Lunjina Serbian–Aromanian Association
- Logo of the Lunjina Serbian–Aromanian Association
- Formation: 1991; 34 years ago
- Type: NGO
- Headquarters: Belgrade
- Location: Serbia;
- President: Aristotel Martinović
- Website: Official website (defunct)

= Lunjina Serbian–Aromanian Association =

Aromanian cultural organization in Serbia

The Lunjina Serbian–Aromanian Association (Sutsata sãrbeascã-armãneascã Lunjina; Српско-цинцарско друштво Луњина / Srpsko-cincarsko društvo Lunjina, СЦД Луњина / SCD Lunjina) is an organization of Aromanians in Serbia with its headquarters at Belgrade, the capital of the country.
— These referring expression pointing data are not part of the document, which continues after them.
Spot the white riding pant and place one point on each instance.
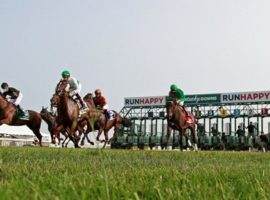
(181, 103)
(106, 107)
(18, 100)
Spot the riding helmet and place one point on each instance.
(65, 73)
(97, 91)
(173, 87)
(4, 85)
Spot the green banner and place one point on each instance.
(202, 99)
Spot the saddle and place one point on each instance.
(20, 114)
(188, 116)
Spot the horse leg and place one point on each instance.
(66, 138)
(99, 133)
(83, 138)
(88, 140)
(193, 133)
(169, 131)
(35, 127)
(75, 138)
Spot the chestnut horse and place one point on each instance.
(8, 116)
(102, 123)
(176, 118)
(67, 113)
(50, 119)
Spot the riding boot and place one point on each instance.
(83, 105)
(107, 114)
(20, 110)
(185, 110)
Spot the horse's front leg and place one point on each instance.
(99, 133)
(5, 121)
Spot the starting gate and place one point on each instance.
(218, 115)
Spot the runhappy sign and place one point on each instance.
(145, 101)
(245, 97)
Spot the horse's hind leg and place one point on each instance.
(36, 130)
(194, 138)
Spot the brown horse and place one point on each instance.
(102, 123)
(176, 118)
(50, 119)
(67, 112)
(8, 116)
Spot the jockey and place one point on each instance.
(178, 94)
(15, 96)
(101, 103)
(74, 87)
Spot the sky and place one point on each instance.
(133, 48)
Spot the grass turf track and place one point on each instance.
(48, 173)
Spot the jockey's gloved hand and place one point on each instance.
(72, 93)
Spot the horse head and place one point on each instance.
(44, 112)
(88, 98)
(126, 122)
(62, 86)
(55, 100)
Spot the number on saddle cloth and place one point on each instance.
(20, 114)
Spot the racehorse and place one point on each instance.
(50, 119)
(67, 112)
(178, 120)
(102, 123)
(8, 116)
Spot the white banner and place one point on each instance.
(241, 97)
(145, 101)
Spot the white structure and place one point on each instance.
(19, 136)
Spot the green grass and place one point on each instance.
(47, 173)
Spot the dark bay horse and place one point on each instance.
(8, 116)
(176, 118)
(102, 124)
(50, 119)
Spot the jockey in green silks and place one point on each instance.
(177, 93)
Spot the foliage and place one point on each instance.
(48, 173)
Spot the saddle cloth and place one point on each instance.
(21, 116)
(189, 118)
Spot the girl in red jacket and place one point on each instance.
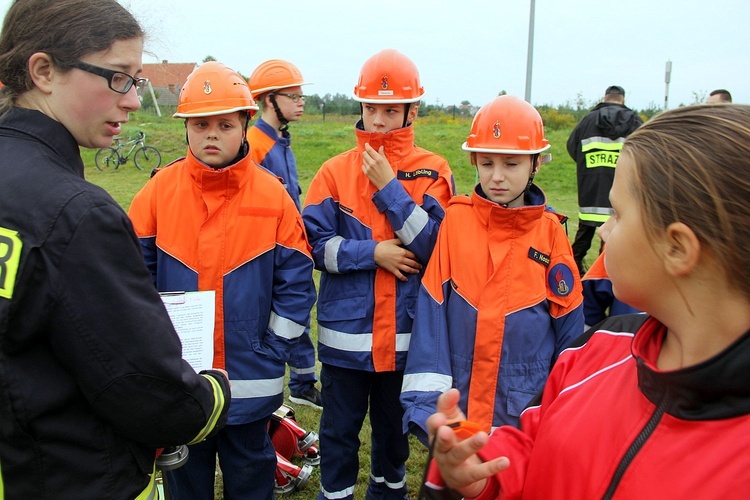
(654, 405)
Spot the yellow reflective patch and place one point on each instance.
(10, 257)
(602, 159)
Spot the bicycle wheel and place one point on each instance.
(147, 157)
(107, 159)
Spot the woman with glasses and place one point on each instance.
(92, 382)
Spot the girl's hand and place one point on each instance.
(460, 466)
(376, 167)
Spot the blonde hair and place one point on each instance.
(692, 165)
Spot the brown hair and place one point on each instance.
(692, 165)
(66, 30)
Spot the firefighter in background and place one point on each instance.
(599, 301)
(595, 145)
(499, 299)
(276, 86)
(217, 221)
(92, 381)
(634, 404)
(372, 215)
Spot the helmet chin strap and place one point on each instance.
(534, 158)
(279, 115)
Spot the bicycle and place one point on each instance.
(111, 158)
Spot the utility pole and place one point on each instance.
(530, 52)
(667, 78)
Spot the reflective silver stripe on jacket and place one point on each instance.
(355, 342)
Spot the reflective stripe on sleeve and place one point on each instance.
(331, 254)
(413, 225)
(426, 382)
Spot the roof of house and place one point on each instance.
(166, 74)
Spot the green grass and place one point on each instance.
(314, 141)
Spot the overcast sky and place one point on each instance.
(472, 49)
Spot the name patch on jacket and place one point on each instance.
(10, 258)
(538, 256)
(560, 280)
(420, 172)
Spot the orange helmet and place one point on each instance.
(214, 89)
(274, 74)
(507, 125)
(389, 77)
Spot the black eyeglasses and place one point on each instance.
(293, 97)
(118, 81)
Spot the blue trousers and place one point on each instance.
(302, 365)
(247, 459)
(346, 396)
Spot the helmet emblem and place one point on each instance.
(562, 286)
(496, 130)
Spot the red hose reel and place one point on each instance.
(292, 441)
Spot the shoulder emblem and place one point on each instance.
(560, 280)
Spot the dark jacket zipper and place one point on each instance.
(635, 447)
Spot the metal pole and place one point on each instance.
(153, 98)
(530, 53)
(667, 78)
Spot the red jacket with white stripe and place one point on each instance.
(609, 424)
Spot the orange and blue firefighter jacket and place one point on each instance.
(365, 313)
(235, 231)
(498, 303)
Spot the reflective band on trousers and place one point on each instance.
(150, 493)
(356, 342)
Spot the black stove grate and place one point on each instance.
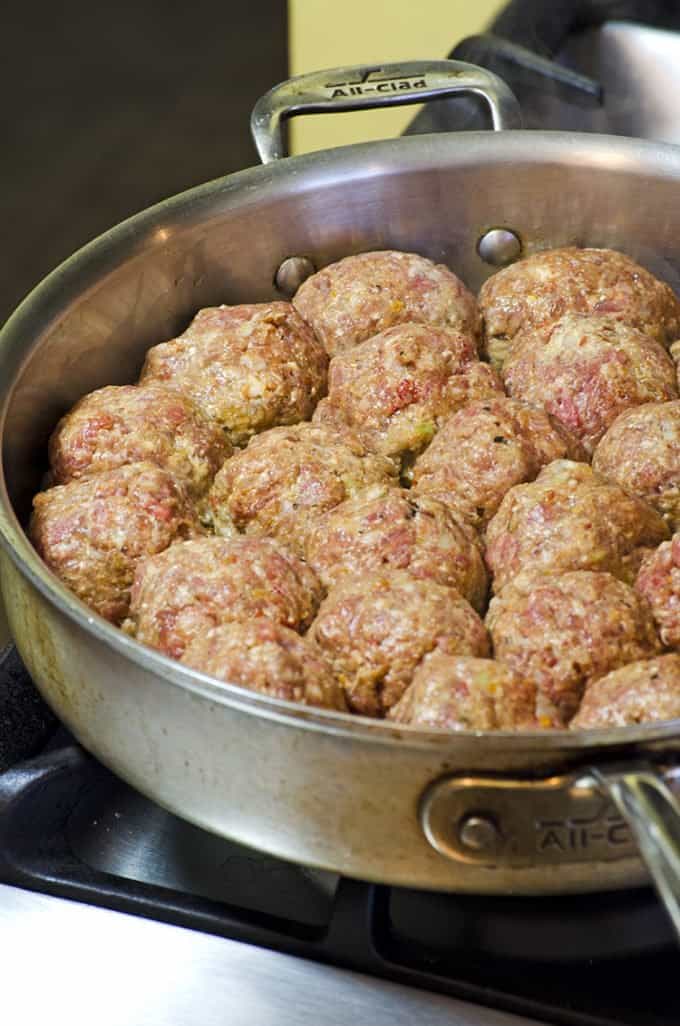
(55, 811)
It was founded in 1991 as a result of the merge of two Aromanian organizations at Dolna Belica and Gorna Belica, which are two Aromanian villages in North Macedonia. The aim of the organization is to protect the Aromanian minority in Serbia and preserve its customs, culture, language, name and traditions. In 2017, the Lunjina Serbian–Aromanian Association had around 500 members. The president of the organization is Aristotel Martinović. In Aromanian, the word lunjinã means "light". In the closely related Romanian language, this word is lumină.
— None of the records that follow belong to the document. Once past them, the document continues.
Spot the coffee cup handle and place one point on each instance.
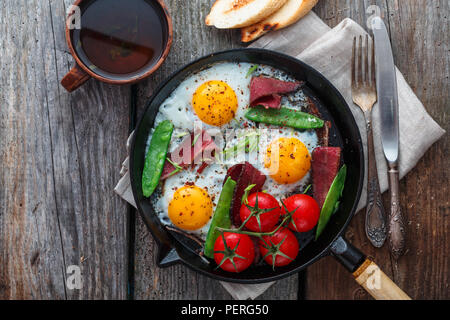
(75, 78)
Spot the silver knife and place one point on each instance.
(388, 108)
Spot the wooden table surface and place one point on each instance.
(60, 157)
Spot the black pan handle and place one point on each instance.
(366, 272)
(350, 257)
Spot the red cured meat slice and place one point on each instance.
(204, 146)
(266, 91)
(244, 175)
(325, 166)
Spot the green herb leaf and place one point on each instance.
(251, 70)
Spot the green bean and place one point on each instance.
(156, 157)
(331, 203)
(284, 117)
(221, 218)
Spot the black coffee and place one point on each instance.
(120, 37)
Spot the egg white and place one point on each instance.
(177, 108)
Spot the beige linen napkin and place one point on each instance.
(329, 51)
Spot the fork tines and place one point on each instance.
(363, 76)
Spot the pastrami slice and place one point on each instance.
(325, 166)
(198, 148)
(246, 175)
(266, 91)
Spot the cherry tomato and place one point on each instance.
(235, 254)
(283, 245)
(265, 219)
(306, 213)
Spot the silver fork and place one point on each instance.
(364, 94)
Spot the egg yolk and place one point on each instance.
(190, 208)
(215, 103)
(288, 160)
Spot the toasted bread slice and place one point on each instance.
(288, 14)
(227, 14)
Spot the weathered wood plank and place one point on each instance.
(192, 39)
(418, 30)
(60, 157)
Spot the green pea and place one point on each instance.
(331, 203)
(284, 117)
(156, 157)
(221, 216)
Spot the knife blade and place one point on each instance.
(389, 115)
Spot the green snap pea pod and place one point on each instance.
(221, 217)
(156, 157)
(284, 117)
(331, 203)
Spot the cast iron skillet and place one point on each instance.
(175, 249)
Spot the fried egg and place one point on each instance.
(201, 193)
(218, 98)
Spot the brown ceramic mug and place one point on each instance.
(108, 42)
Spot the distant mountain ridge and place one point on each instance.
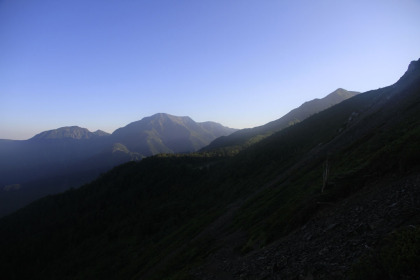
(70, 156)
(167, 133)
(69, 132)
(335, 196)
(245, 137)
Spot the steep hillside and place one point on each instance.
(164, 133)
(55, 160)
(235, 142)
(334, 196)
(72, 132)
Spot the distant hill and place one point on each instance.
(164, 133)
(336, 196)
(55, 160)
(71, 132)
(246, 137)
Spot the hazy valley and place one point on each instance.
(329, 191)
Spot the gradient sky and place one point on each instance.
(102, 64)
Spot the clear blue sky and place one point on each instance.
(102, 64)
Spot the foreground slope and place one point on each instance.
(263, 214)
(55, 160)
(241, 139)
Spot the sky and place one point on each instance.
(101, 64)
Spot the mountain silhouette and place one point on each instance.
(245, 137)
(164, 133)
(55, 160)
(334, 196)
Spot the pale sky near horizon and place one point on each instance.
(102, 64)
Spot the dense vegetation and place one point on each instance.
(155, 219)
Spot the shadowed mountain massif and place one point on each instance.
(55, 160)
(335, 196)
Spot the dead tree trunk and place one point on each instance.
(325, 175)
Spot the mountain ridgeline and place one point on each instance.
(241, 139)
(335, 196)
(55, 160)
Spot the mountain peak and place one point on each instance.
(67, 132)
(413, 72)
Most members of the Lunjina Serbian–Aromanian Association are recent ethnic Aromanian immigrants from North Macedonia, with only a small part of them being descendants of the Aromanian community that has lived in Serbia for centuries. The organization has published several books on Aromanian grammar and a CD of traditional Aromanian music and publishes the journal Light. Bulletin of the Serbian–Aromanian Association. It has also been proposed that the Lunjina Serbian–Aromanian Association organize optional courses in Aromanian at the University of Belgrade Faculty of Philology.

Members of the Lunjina Serbian–Aromanian Association are among the few Aromanians in Serbia who continue to actively practice and use their language and culture. In fact, between 2014 and 2017, this organization offered weekly Aromanian-language courses, but these were discontinued due to a lack of students and were replaced by Anveatsã armaneashti! (Learn Aromanian!), an online platform to learn Aromanian created in Romania.
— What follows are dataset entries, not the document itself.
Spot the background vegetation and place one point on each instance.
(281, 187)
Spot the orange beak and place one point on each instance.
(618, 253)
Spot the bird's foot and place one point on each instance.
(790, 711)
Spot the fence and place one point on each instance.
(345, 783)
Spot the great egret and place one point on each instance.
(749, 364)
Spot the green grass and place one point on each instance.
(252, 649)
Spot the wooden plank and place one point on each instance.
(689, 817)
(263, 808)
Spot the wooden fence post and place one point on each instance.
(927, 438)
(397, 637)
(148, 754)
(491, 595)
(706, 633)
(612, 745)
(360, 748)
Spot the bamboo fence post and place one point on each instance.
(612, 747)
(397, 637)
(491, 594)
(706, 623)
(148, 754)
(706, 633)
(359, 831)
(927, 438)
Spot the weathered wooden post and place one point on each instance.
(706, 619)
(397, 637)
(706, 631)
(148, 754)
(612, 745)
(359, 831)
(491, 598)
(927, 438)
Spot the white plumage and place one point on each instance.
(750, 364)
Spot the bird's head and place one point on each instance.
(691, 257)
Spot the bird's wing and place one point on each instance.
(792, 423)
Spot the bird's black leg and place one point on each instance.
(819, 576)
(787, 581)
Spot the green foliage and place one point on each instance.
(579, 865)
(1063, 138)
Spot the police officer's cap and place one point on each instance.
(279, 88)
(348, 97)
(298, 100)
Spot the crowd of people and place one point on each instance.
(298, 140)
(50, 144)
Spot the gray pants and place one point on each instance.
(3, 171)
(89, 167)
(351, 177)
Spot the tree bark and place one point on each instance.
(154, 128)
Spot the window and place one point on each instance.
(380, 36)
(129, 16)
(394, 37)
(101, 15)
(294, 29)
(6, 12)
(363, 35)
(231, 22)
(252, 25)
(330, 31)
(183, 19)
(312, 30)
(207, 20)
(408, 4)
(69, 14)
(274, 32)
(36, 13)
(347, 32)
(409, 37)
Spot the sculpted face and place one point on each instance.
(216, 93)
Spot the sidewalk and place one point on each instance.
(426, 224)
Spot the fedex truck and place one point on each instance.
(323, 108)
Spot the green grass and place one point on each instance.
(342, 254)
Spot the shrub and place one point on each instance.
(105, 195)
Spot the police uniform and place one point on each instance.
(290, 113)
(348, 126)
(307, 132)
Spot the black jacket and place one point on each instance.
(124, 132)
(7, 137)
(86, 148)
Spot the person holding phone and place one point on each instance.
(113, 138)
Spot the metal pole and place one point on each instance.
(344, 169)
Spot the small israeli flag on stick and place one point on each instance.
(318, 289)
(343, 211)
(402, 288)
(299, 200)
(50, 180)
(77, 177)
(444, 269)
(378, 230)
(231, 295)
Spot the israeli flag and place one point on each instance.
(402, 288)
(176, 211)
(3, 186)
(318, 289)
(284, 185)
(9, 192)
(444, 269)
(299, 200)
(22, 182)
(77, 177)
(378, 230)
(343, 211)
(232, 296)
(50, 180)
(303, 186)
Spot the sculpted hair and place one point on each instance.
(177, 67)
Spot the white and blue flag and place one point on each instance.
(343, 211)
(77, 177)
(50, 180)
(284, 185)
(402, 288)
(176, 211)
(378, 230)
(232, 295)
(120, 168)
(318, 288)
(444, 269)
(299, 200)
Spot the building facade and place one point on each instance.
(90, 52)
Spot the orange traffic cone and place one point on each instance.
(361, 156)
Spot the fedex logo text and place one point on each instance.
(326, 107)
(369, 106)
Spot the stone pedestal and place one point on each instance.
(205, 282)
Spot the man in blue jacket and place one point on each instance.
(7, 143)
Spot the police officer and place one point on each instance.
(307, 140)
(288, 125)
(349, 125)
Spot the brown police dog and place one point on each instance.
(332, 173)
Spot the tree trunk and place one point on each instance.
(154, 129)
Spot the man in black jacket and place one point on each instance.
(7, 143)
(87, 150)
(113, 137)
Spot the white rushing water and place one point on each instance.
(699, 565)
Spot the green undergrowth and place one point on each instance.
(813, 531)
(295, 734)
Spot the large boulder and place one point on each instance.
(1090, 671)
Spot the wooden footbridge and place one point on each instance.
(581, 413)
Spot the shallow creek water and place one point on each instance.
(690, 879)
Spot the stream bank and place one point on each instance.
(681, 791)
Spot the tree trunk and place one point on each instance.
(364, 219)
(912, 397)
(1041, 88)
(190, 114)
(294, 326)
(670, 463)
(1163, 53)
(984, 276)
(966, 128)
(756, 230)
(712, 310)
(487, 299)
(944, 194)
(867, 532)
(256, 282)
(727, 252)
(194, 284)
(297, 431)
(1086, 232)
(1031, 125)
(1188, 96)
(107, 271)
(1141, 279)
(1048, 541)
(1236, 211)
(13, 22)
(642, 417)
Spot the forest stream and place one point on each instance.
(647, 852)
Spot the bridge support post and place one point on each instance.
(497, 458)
The Lunjina Serbian–Aromanian Association has strived for the recognition of the Aromanians as a national minority in Serbia, but this has been rejected so far since they did not meet the minimum number of people that a community must have to be granted this status, which is 300, in the 2011 Serbian census. The Aromanians in Serbia number between 5,000 to 15,000 people, but only 243 people declared themselves ethnic "Tsintsar" (i.e. Aromanian, "Tsintsar" being the name Serbs use for the Aromanians) in the 2011 census. This figure ascended to 327 in the 2022 census, meeting the threshold.